Nothing in your life is wasted

By Noelle Sterne

Do you find yourself too often shaking your fist at God and asking, “When, oh Lord, oh when? . . . When will I finally get published or called back? . . . When will I be able to quit my day job? . . . When will I have enough money to write or paint or design or dance full-time? . . . When will I meet that Someone who will support me in what I must do and share life’s joys with?” The answer to all such questions may seem illogical at best and barely palatable at worst. But it’s simple.

The Squirming Truth

Each of us, no matter how dire or sad or frustrating our circumstances, is where we want to be. Or rather: each of us is where we need to be. 

We are where we are because we need to learn certain things. And we can’t get to the next place without learning them. This principle applies to everything in life. 

What does this unpleasant statement really mean? After our reflexive cry of “Unfair!” it means that everything in our lives is connected. Each experience is in front of us to learn and make better choices. If we don’t learn, we repeat the experience in different guises and hair colors, as you may have noticed, until we do learn. If you keep setting the toaster to extra dark, you’ll keep burning most pieces. If you keep turning off the alarm and turning over, you’ll continue that frenzied rush to get to work every morning. If you keep going to auditions without continuous practice and study in acting, you’ll keep getting more silent phones and no texts than callbacks. If you keep treating everyone with a sarcastic leer, you won’t attract someone who’s really on your side.

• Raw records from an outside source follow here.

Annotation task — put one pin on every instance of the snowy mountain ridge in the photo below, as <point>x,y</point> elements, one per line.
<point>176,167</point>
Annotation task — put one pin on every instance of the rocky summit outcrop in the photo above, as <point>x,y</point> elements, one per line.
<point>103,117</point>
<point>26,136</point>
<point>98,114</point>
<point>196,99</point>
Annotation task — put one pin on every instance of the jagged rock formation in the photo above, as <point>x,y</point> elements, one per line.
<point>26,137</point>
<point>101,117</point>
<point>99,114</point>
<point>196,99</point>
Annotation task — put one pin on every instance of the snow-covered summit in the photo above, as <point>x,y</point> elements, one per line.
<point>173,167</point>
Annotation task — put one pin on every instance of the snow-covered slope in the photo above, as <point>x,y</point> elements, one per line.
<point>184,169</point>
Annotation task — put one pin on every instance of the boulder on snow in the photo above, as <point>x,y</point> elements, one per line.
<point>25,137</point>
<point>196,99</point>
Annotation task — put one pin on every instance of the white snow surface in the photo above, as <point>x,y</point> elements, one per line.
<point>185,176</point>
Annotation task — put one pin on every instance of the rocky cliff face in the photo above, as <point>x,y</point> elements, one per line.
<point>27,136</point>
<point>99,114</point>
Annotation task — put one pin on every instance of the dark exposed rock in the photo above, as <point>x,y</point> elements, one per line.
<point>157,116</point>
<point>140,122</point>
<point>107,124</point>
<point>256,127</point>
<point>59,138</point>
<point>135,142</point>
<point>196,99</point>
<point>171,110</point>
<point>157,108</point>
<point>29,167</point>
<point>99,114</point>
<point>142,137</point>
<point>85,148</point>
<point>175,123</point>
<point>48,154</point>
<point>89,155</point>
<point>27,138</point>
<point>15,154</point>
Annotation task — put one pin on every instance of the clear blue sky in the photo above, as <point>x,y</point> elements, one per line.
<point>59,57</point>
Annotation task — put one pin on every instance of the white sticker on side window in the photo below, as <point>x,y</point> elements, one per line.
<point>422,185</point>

As we learn—finally—from each experience, we’re led to the next. This is one of life’s inescapable causes and effects. Like me, you may chafe at its apparent injustice. When I get too exasperated, I return to a poem discovered during one of those black periods I railed at God. The poem is perfectly called “No Other Way” by Martha Smock (Fear Not! Unity Books): 

Could we but see the pattern of our days,

          We should discern how devious were the ways

          By which we came to this, the present time . . . .

          We should forget the hurts, the wanderings, the fears,

          The wastelands of our life, and know

          That we could come no other way or grow

Into our good without these steps our feet

          Found hard to take, our faith found hard to meet. 

Look hard at the last three lines. They mean that whatever is now in our lives, on our desks, in our inboxes and texts, however hard it is to take, it’s supposed to be here. We need to learn its lessons. 

So we can stamp our feet, curse, and fling around doing our tasks with resentment and outright hate—or we can make another decision. 

That is to accept what’s in front of us with grace and gratitude and invest ourselves fully in it. As we do, we’ll learn what we need to so we can get to the next step. 

Every Experience Adds

When I was struggling to write regularly, I had an office job for survival. But I secretly felt it was beneath me. I scarcely talked to coworkers, did my work grudgingly, and found it ever more difficult to show up each morning. Then a friend, more enlightened than I, showed me a new way of looking at my job. I would never “graduate,” she said, until I began to put myself wholly—100% or more— into it. Only then, she said, would I learn as much from it as it had to teach me. 

I was a recalcitrant student. But as I gradually followed my friend’s advice, the job became more bearable. Looking back, I see how much of what I learned in that office I use today. For example, I honed my typing and computer skills, and they immeasurably facilitated my editing and writing. My ability to interact with people improved, so I could more easily talk about my writing and eventually attract new business. Seeing the boss put in long hours after 5:00 o’clock spurred my discipline to write after a day’s work, and I became more motivated to write more. That disdained office job taught me some of the most crucial things I needed to learn to get closer to my dream.

But I still had a lot to learn. Often, what we so fervently crave right now we may be nowhere near ready for. Can you look at yourself honestly and admit this may be true for you? It certainly was so for me—during that time of agonizing over not writing and resenting my job, what I needed was a rigorous apprenticeship to learn discipline, practice skills, admit to my own talents, and simply keep at it.  

Some unlikely examples from writer colleagues: a poet who edits cookbooks transfers her skills for condensing a recipe to her terse, haiku-like poems. A novelist who’s a tech writer applies his talents for telling people how to build engines to highly detailed descriptions of his settings and characters’ idiosyncrasies. A writer who enrolled in a vocational school realized her error and dropped out after a semester. She used the experience to sell an article to a career magazine about carefully assessing yourself and your interests.

I could cite many other examples, from famous to unfamous but highly successful people of all kinds. They’ve got one thing in common: their delays, mistakes, and apparent wrong turns turned out to be precisely the right preparation for what they later needed and wanted to do. When my resolve wavers, it has often been renewed by the words of spiritual counselor Catherine Ponder (Pray and Grow Rich, Parker):

Everything moves in cycles, both in time and space. Regardless of the number of breaks that appear in the lines of your life, growth is taking place. Never fight the darkness because through it, growth takes place. The more light you turn on in your life, the quicker will be your growth.

Your Turn

Now, think about something you’ve learned, seen, or heard, past or current, and in a situation you couldn’t get out of. Did you use it, surprisingly, later? How? How would you like to use it in the future?